26/05/2023 Commission permanente
"La Charte olympique stipule clairement que le but de l'Olympisme est de mettre le sport au service du développement harmonieux de l'humanité, en vue de promouvoir une société pacifique soucieuse de préserver la dignité humaine. La guerre d'agression russe est une violation incontestable de ce principe et constitue un crime contre l'humanité. Les auteurs de ces crimes doivent être traduits en justice et ne doivent pas pouvoir se cacher derrière le drapeau olympique", a déclaré aujourd'hui Indrek Saar (Estonie, SOC) à l'ouverture d'un débat d'actualité sur "l'exclusion des athlètes russes et bélarusses des Jeux Olympiques".
"Nous devons rappeler que la Russie a abusé de la trêve olympique en 2008 (Jeux Olympiques de Pékin), en attaquant la Géorgie, et en 2014 (Jeux Olympiques de Sotchi), en attaquant l'Ukraine. Cela prouve l'ignorance systématique et délibérée de la Russie à l'égard de toutes les valeurs et de tous les principes que représente l'Olympisme. Pour y mettre fin, nous devons agir maintenant et garantir que les agresseurs n'ont pas leur place dans le mouvement olympique", a ajouté M. Saar.
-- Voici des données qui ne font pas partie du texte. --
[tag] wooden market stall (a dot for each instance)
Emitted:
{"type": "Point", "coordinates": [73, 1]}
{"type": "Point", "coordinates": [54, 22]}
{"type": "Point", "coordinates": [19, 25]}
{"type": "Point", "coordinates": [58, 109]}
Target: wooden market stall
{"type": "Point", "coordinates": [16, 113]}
"L'utilisation du sport et des athlètes à des fins politiques, dans le cadre de stratégies nationales et étrangères, est un phénomène quotidien en Russie et au Belarus, comme ce fut le cas pendant presque tout le XXe siècle, dans l'Union soviétique totalitaire", a déclaré Kaspars Cipruss, secrétaire général de la Fédération lettone de basket-ball, en s'adressant aux parlementaires.
"La majorité absolue des organisations sportives et des athlètes dépendent du financement de l'État. Ce n'est pas un secret que les stars du sport sont des figures d'autorité pour de nombreuses personnes, en particulier les jeunes. En Russie, cette ressource est utilisée pour continuer à "zombifier" la jeune génération. Seul un très petit nombre de personnalités sportives russes ont publiquement condamné les actions du gouvernement de leur pays", a-t-il ajouté.
Pour arrêter la guerre, "il est très important non seulement de soutenir financièrement et matériellement l'Ukraine et ses forces armées, mais aussi de donner un signal clair de la part de la communauté internationale qu'une agression militaire brutale est absolument inacceptable au 21e siècle. Un signal qui devrait être envoyé non seulement aux gouvernements, mais aussi à la société et aux athlètes", a conclu M. Cipruss.
Après de nombreuses interventions des membres de la Commission permanente (enregistrement vidéo bientôt disponible), le Président de l'APCE a informé que l'Assemblée tiendrait un débat d'urgence sur le sujet lors de sa prochaine session plénière à Strasbourg (19-23 juin 2023), à l'issue de laquelle une résolution sera adoptée.